Wells Fargo’s asset management unit is “not critical” to the potential success of its wealth management business, according to the bank’s chief financial officer, Mike Santomassimo.
The bank announced earlier this week that it would unload its asset management unit to a pair of private equity companies as part of a plan to focus on growing its wealth management business.
The wealth management unit, which offers mutual funds and retirement products, will be sold to GTCR and Reverence Capital Partners for $2.1 billion.

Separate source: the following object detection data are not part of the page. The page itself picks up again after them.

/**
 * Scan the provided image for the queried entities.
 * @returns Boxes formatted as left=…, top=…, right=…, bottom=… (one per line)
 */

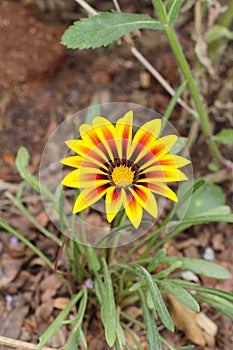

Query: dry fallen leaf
left=167, top=294, right=206, bottom=346
left=53, top=297, right=70, bottom=310
left=196, top=312, right=218, bottom=336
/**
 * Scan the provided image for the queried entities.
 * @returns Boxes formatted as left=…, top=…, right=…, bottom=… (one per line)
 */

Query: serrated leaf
left=137, top=265, right=174, bottom=331
left=162, top=280, right=200, bottom=312
left=61, top=11, right=165, bottom=50
left=139, top=290, right=162, bottom=350
left=166, top=0, right=184, bottom=25
left=100, top=259, right=117, bottom=346
left=205, top=24, right=233, bottom=44
left=162, top=256, right=231, bottom=279
left=213, top=129, right=233, bottom=145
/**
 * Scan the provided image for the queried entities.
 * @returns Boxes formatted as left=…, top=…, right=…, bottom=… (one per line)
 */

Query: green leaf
left=36, top=290, right=83, bottom=350
left=177, top=180, right=226, bottom=219
left=115, top=318, right=126, bottom=350
left=169, top=279, right=233, bottom=302
left=65, top=288, right=87, bottom=350
left=136, top=265, right=174, bottom=332
left=161, top=280, right=200, bottom=312
left=62, top=11, right=165, bottom=50
left=166, top=0, right=184, bottom=25
left=213, top=129, right=233, bottom=145
left=146, top=248, right=167, bottom=272
left=86, top=247, right=100, bottom=272
left=155, top=261, right=183, bottom=279
left=162, top=256, right=231, bottom=279
left=195, top=294, right=233, bottom=320
left=100, top=258, right=117, bottom=346
left=205, top=24, right=233, bottom=44
left=138, top=289, right=162, bottom=350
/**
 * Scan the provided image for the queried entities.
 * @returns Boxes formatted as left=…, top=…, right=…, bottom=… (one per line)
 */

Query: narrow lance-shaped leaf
left=101, top=258, right=117, bottom=346
left=161, top=279, right=200, bottom=312
left=138, top=289, right=162, bottom=350
left=162, top=256, right=231, bottom=279
left=213, top=129, right=233, bottom=145
left=62, top=11, right=165, bottom=50
left=137, top=265, right=174, bottom=331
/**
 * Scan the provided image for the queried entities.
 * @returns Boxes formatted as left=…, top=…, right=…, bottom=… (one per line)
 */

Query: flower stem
left=152, top=0, right=224, bottom=164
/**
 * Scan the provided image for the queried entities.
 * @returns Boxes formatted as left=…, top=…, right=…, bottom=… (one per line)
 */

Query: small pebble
left=203, top=247, right=215, bottom=261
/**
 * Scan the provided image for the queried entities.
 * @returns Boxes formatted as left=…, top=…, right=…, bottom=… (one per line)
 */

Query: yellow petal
left=61, top=156, right=83, bottom=168
left=116, top=111, right=133, bottom=158
left=133, top=119, right=161, bottom=147
left=105, top=187, right=124, bottom=222
left=61, top=169, right=80, bottom=188
left=93, top=117, right=120, bottom=160
left=148, top=182, right=178, bottom=202
left=73, top=186, right=108, bottom=214
left=129, top=185, right=158, bottom=218
left=141, top=165, right=188, bottom=182
left=131, top=135, right=178, bottom=168
left=123, top=193, right=142, bottom=228
left=78, top=166, right=110, bottom=188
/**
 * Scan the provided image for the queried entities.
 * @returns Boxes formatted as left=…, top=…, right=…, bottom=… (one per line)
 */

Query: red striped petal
left=105, top=187, right=124, bottom=222
left=73, top=186, right=108, bottom=214
left=123, top=192, right=142, bottom=228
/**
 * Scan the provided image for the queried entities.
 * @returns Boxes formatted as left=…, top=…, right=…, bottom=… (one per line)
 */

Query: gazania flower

The deal is expected to close in the second half of 2021, with Wells Fargo keeping a 9.9% equity stake and continuing to serve both as a client and a distribution partner, according to the bank.
The deal is expected to have a “small, immaterial impact to [Wells Fargo’s] bottom line,” Santomassimo said yesterday during an online presentation at the Credit Suisse Financial Services Forum.

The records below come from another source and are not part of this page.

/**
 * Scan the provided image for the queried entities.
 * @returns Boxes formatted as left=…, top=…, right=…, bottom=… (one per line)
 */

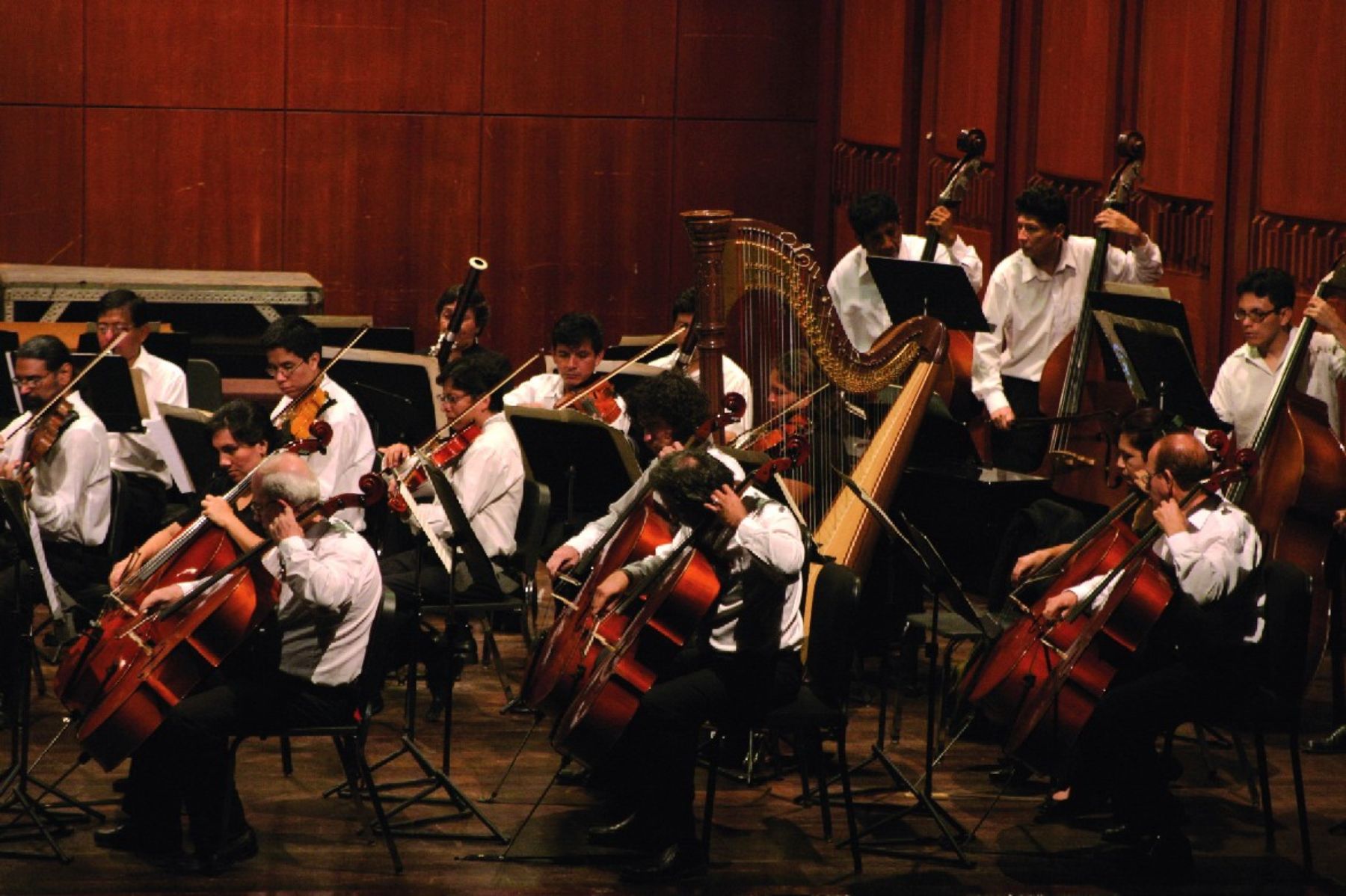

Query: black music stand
left=505, top=406, right=641, bottom=536
left=868, top=256, right=991, bottom=332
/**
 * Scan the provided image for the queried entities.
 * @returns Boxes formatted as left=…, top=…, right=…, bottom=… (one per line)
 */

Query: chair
left=229, top=588, right=402, bottom=874
left=701, top=564, right=860, bottom=874
left=1199, top=561, right=1326, bottom=874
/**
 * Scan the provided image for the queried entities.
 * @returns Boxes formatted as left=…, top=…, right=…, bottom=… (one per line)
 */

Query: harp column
left=681, top=209, right=734, bottom=441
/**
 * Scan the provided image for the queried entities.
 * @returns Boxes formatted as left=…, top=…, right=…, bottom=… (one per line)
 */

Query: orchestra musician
left=261, top=315, right=374, bottom=532
left=589, top=451, right=805, bottom=881
left=972, top=183, right=1163, bottom=472
left=380, top=352, right=523, bottom=721
left=1210, top=268, right=1346, bottom=448
left=97, top=289, right=188, bottom=541
left=547, top=370, right=743, bottom=576
left=108, top=399, right=276, bottom=588
left=650, top=286, right=752, bottom=440
left=505, top=311, right=631, bottom=432
left=1043, top=433, right=1265, bottom=873
left=828, top=192, right=981, bottom=351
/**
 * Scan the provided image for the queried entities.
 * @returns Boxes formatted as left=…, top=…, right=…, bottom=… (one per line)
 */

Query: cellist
left=1043, top=433, right=1265, bottom=873
left=589, top=451, right=805, bottom=881
left=972, top=183, right=1164, bottom=472
left=94, top=453, right=382, bottom=874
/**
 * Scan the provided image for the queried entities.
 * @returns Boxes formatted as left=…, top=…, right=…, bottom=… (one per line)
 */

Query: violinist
left=0, top=337, right=111, bottom=613
left=505, top=311, right=631, bottom=432
left=1043, top=433, right=1265, bottom=873
left=97, top=289, right=188, bottom=541
left=650, top=286, right=752, bottom=440
left=589, top=451, right=805, bottom=881
left=261, top=316, right=374, bottom=530
left=972, top=183, right=1164, bottom=472
left=547, top=370, right=743, bottom=576
left=828, top=192, right=981, bottom=351
left=94, top=453, right=382, bottom=874
left=1210, top=268, right=1346, bottom=448
left=108, top=401, right=276, bottom=588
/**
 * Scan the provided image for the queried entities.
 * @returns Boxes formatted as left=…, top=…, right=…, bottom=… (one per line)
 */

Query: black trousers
left=612, top=647, right=804, bottom=844
left=123, top=672, right=355, bottom=854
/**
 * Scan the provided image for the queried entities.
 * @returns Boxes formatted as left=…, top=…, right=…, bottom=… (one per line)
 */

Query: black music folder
left=868, top=256, right=991, bottom=332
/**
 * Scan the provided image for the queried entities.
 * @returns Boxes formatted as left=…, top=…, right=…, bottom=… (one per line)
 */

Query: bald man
left=94, top=453, right=382, bottom=874
left=1043, top=433, right=1265, bottom=874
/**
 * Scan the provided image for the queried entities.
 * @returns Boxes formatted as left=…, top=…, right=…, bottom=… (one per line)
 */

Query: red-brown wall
left=0, top=0, right=838, bottom=357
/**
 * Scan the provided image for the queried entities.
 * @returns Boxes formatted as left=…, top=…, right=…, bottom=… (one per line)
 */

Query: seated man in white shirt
left=505, top=311, right=631, bottom=432
left=1210, top=268, right=1346, bottom=448
left=972, top=183, right=1164, bottom=472
left=650, top=288, right=752, bottom=441
left=94, top=455, right=382, bottom=874
left=98, top=289, right=187, bottom=544
left=828, top=192, right=981, bottom=351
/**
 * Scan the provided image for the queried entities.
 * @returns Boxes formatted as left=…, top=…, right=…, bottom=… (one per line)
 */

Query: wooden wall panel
left=284, top=113, right=488, bottom=324
left=1136, top=0, right=1235, bottom=202
left=483, top=0, right=677, bottom=116
left=84, top=0, right=286, bottom=109
left=0, top=106, right=84, bottom=265
left=1257, top=0, right=1346, bottom=221
left=84, top=109, right=281, bottom=271
left=481, top=117, right=677, bottom=358
left=677, top=0, right=821, bottom=118
left=0, top=0, right=84, bottom=104
left=838, top=0, right=914, bottom=148
left=286, top=0, right=482, bottom=111
left=1035, top=0, right=1120, bottom=180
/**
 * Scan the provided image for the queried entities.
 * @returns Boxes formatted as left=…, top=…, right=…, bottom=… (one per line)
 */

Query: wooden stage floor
left=0, top=613, right=1346, bottom=895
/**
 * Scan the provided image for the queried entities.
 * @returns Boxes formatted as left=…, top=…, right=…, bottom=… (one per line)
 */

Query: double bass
left=1018, top=130, right=1146, bottom=506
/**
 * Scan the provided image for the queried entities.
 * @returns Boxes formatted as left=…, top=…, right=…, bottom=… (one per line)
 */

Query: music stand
left=868, top=256, right=991, bottom=332
left=505, top=406, right=641, bottom=536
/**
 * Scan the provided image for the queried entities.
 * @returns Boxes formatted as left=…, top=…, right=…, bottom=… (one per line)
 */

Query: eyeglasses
left=1235, top=308, right=1280, bottom=323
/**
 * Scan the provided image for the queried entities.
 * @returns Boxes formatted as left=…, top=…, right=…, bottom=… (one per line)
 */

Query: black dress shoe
left=622, top=842, right=710, bottom=884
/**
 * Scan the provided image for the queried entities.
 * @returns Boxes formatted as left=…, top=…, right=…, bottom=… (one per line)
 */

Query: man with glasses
left=261, top=316, right=374, bottom=530
left=1210, top=268, right=1346, bottom=448
left=98, top=289, right=187, bottom=544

When the deal closes, the bank is expected to book between $500 million and $600 million in pre-tax gains, according to the CFO.
The asset management unit is “not critical to being successful in the wealth management business … which is really where we have the scale and differentiation,” he said.

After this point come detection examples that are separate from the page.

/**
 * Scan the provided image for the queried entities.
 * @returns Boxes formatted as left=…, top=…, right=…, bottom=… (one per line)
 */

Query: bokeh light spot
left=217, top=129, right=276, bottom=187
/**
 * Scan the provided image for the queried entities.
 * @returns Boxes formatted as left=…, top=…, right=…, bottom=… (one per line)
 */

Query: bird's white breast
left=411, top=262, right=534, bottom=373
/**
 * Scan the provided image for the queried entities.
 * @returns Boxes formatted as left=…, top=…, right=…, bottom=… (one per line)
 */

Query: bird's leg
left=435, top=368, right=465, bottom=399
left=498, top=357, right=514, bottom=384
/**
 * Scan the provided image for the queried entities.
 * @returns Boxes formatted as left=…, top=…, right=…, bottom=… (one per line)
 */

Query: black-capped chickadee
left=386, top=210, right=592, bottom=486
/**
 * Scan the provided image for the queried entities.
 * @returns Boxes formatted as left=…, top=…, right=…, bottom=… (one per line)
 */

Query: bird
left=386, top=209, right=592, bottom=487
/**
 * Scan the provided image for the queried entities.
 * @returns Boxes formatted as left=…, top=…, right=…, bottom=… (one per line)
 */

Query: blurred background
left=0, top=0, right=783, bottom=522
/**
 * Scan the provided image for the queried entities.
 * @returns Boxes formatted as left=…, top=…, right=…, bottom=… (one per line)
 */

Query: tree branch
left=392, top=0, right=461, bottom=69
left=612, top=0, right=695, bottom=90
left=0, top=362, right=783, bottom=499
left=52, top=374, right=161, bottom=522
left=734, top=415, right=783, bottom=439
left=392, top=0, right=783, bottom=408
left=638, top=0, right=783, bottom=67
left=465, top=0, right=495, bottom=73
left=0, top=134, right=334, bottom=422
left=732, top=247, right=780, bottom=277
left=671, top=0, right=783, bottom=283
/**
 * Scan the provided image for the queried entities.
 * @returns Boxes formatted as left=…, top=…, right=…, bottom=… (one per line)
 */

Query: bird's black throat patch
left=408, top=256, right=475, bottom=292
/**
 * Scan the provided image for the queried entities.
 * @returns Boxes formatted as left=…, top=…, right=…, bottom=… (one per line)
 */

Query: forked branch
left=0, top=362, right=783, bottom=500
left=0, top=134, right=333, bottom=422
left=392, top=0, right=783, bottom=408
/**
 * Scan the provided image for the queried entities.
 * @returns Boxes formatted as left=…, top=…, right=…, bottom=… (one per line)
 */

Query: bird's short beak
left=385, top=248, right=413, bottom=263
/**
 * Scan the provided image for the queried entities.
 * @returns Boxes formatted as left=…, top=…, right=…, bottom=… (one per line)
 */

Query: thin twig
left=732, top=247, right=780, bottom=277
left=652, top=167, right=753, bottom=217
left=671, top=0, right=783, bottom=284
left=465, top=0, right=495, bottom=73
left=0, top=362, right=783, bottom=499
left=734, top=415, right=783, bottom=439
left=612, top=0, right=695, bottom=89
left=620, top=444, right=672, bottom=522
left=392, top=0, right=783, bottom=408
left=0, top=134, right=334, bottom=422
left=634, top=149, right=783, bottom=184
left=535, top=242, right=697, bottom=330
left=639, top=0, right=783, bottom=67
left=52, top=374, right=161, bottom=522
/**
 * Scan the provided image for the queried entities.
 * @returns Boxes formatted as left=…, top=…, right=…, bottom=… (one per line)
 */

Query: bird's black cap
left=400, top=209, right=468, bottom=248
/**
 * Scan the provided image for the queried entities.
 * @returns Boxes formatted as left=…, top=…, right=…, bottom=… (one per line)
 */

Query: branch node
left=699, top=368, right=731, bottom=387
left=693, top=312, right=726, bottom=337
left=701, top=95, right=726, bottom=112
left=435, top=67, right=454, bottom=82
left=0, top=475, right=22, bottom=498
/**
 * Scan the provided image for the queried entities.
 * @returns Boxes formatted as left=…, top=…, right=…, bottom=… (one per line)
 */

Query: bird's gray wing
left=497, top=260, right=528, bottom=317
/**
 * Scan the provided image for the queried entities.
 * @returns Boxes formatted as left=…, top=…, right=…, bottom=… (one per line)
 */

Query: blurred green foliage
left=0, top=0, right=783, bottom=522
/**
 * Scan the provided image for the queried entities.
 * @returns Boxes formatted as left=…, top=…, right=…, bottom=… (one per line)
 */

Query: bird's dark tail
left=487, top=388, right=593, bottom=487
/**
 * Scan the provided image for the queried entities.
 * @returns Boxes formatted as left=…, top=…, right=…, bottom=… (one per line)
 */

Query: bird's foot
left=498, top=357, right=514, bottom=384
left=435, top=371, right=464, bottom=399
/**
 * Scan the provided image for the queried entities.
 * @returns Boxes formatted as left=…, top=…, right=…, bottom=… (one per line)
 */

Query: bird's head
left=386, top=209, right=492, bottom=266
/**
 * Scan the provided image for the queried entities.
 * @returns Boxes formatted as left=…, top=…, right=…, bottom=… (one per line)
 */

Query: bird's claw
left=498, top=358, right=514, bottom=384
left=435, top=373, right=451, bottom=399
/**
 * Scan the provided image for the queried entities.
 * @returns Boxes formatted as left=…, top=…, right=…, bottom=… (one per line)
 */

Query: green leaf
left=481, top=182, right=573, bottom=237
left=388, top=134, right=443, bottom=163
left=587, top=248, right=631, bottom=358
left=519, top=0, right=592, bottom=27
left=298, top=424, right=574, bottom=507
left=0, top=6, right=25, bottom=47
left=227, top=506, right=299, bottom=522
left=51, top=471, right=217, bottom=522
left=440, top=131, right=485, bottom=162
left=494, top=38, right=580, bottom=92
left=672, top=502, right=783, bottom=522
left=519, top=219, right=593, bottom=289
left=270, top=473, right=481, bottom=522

If the private equity acquirers provide asset management capabilities to Wells Fargo as planned, “[t]his is a much better answer for us,” he added.
Wells Fargo will be “a big client” with “a small passive stake” in the asset management business after the deal closes, Santomassimo said.
The private equity acquirers are “going to be good operators of that business,” he said.
“We felt they [would be] better owners of it than us,” he added. “In the wealth management business, it wasn’t necessary for us to own the manufacturing piece of it to do a really good job and be successful.”